I assured her, but I’m not sure if she was really listening. She seemed elsewhere, as if she might just drift away if I weren’t hanging on tightly.

“I heard Linda’s voice coming out of my mouth,” Lindsey said. “I heard her yelling, just now. It was just as vivid as if I were twelve years old, and listening to her fight with her boyfriend, or me or Robin for wanting to stay out. But it was me, my voice. Oh, my God…”

I stroked her dark, straight-as-a-pin hair, pushed it back from her face.
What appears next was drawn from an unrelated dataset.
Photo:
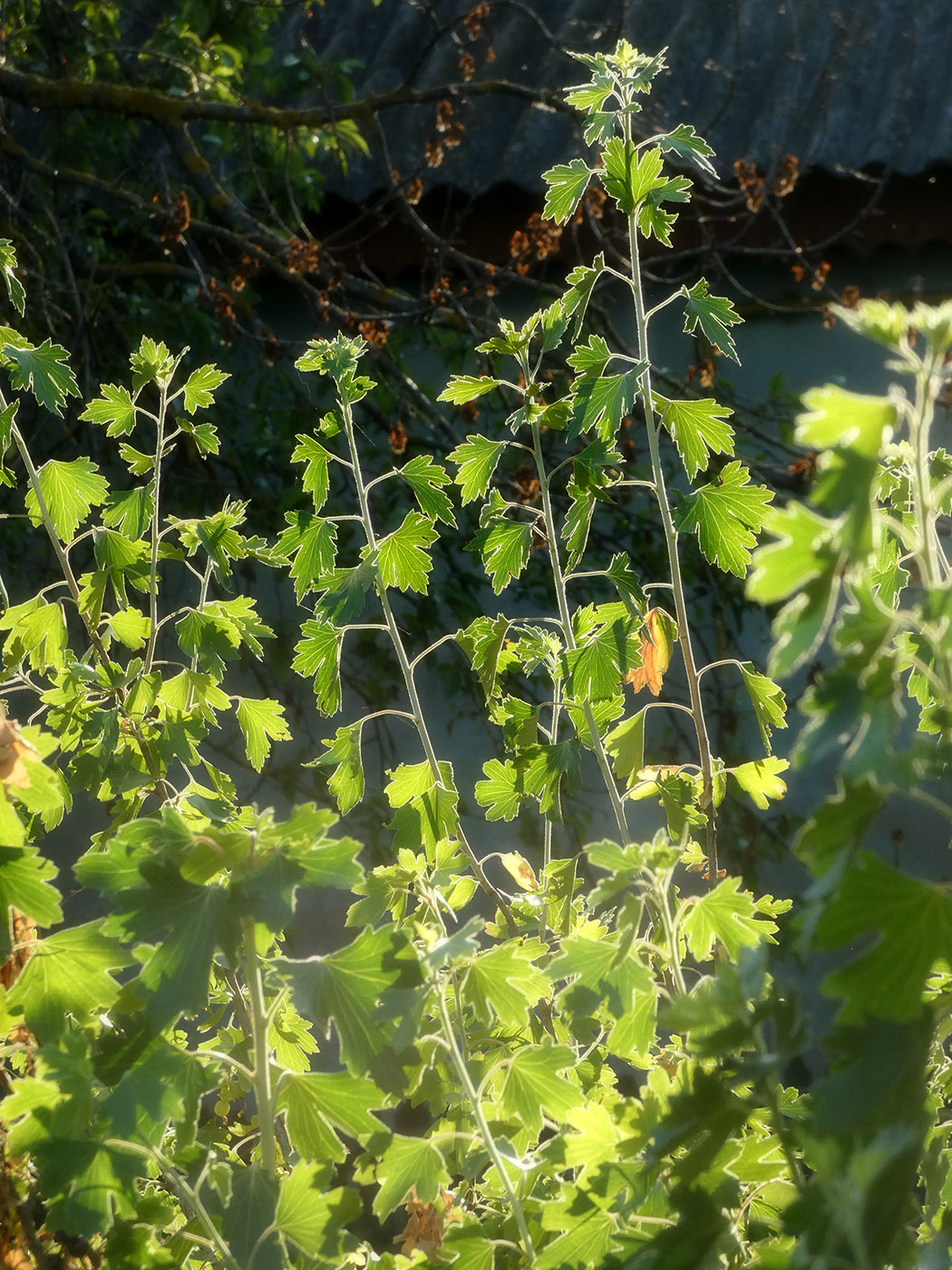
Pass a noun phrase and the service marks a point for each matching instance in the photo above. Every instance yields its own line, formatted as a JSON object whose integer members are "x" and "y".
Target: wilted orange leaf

“I can’t believe Robin could kill someone,” she went on. “But I don’t know anything. Look what people do when they’re crazy on meth or something else. She was such a sweet little girl…I didn’t like what she became as a teenager. I thought I saw all Linda’s bad traits in her. Linda’s destructiveness. What a fool I was. Linda’s bad traits are all in me, too. And I thought I spent my whole life trying to get away from that…Oh, Dave, your poor face…”

“Do you want to go down to the jail? The deputies would make an exception for you.”

“No.” She shook her head.

“Let’s go to bed,” I said. “They won’t arraign her until the morning. We’ll call Peralta. He’ll line up a good lawyer.”

“I can’t sleep,” she said. She sat up and looked at me, her eyes a tangle of red. “I really thought I had escaped my upbringing. Then I thought Robin had done the same thing, and I was so proud. It seemed possible. I hadn’t seen her in nearly ten years. And on the surface, I thought, ‘I’ve walked away from someone who would drag me down.’ But I never stopped hoping that one day, I might be walking down a street, maybe with the man of my dreams, and I would run into Robin, and she would have had a happy ending, too. You must think I am such a fool.”

“You’re the most sensible person I know,” I said. “You changed my life, Lindsey. Everything was different and better after the first time I saw you. In Records. In that black miniskirt.”

She smiled at me, that familiar treasured face. She stroked the good side of my face gently.

“So things can change,” I said. “I’ll never fault you for loving someone and hoping…”

“Let’s get out of the house,” she said. “Let’s just drive. Distract me—now that I’ve committed spousal battery. Let’s go spy on your soccer mom, Dana.”

“She lives behind a gate, unfortunately. I’d love to find the hydrologist, Earl Rice.”

“No forwarding address,” she said. “So what about Jared Malkin, managing partner of Arizona Dreams? You drive, and I’ll find his address.”

She read out an address in north Scottsdale, so we sailed on rubberized asphalt north on the Piestewa Parkway, rising through the Phoenix Mountain Preserve. Traffic was light. The city looked best at night. The car was quiet except for the tapping of Lindsey’s fingers on her keyboard. When we turned east on the 101, Lindsey spoke.

“Here’s a story in the Republic archives about Jared Malkin. He’s fifty-five years old, worked for his old man, who was one of the biggest developers in Orange County. Lucky Sperm Club kid. Had his share of trouble, though. County records show he had two hundred lawsuits against him back in the 1990s over a development in Surprise. He’s connected to East Valley Republicans, especially County Supervisor Tom Earley. Lucky again. Did some housing in Gilbert and Chandler. Arizona Dreams is by far his largest project. Major homebuilders, big capital from real estate investment trusts in New York. Sounds like a big shot. I?

??ll save this for you.”

“What about arrests?”

“You are so suspicious, Dave. But I already checked. No IRS liens, either. I want to do some snooping on Arizona Dreams LLC. It’s not as shut-tight-secret as Miss Battle-Axe thinks. But for now, I’ve got to give my eyes a break.” She shut the machine off, and the cabin of the car fell into darkness as we got off the freeway and made the long drive north on Scottsdale Road.